Czytaj też: XVI-wieczny wrak ma zaskakującą historię. Znaleziono w nim osobliwą beczkę
Często pokrewne obiekty, umieszczane na ziemi, są uznawane za próby podjęcia przez naszych przodków kontaktu z bóstwami, które miały spoglądać na rysunki z góry. Zdarzają się też teorie spiskowe poświęcone pozaziemskim formom życia, które miałyby być adresatami podobnych komunikatów albo wręcz ich autorami.
W tym przypadku żadne z tych wyjaśnień nie wydaje się znajdować odzwierciedlenia w rzeczywistości. Zamiast tego członkowie zespołu badawczego sugerują, jakoby chodziło o wyznaczanie granic terytorialnych. Każdy, kto docierał w te okolice miał mieć świadomość, że po wejściu na dany teren będzie przebywał w obszarze kontrolowanym przez inną grupę.
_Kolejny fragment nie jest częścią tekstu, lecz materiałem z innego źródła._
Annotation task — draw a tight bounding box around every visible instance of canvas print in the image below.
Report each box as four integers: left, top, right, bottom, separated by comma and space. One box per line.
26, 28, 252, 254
Umieszczone na skałach rysunki znaleziono w wielu lokalizacjach położonych niedaleko rzeki Orinoko. Archeolodzy natknęli się na nie we współczesnej Wenezueli i Kolumbii, a do datowania wykorzystali znalezioną ceramikę, ponieważ przedstawiała te same motywy. Idąc tym tokiem myślenia doszli do wniosku, że zarówno wyroby ceramiczne jak i rysunki naskalne powstały w podobnym okresie.
Rysunki naskalne znalezione przez archeologów na terenie Ameryki Południowej najprawdopodobniej miały na celu odstraszanie postronnych osób
O tym, jakie było przeznaczenie tych obiektów, archeolodzy dowiedzieli się na podstawie ich rozmieszczenia. Są bowiem znajdowane wzdłuż dawnego szlaku handlowego, którym przed tysiącami lat przemieszczało się wiele osób. Z tego względu konieczne było wyznaczenie granic, których postronne osoby miały nie przekraczać. Ale zamiast tabliczek z napisem “teren prywatny” wykorzystywano różnego rodzaju symbole.
Czytaj też: Sakkara to wyjątkowe miejsce na archeologicznej mapie świata. Dlaczego akurat tam organizowano pochówki?
Nieprzypadkowo wybierano przy tym zwierzęta wzbudzające strach, takie jak anakonda bądź boa dusiciel. Nie trzeba specjalnie znać się na symbolice, aby domyślić się, że takie rysunki nie miały na celu zachęcać przechodzących osób, ale wręcz odwrotnie – jak najskuteczniej je odstraszać. Jako że naukowcy wciąż lokalizują nowe obiekty, to może się okazać, że wykorzystywanych symboli było jeszcze więcej.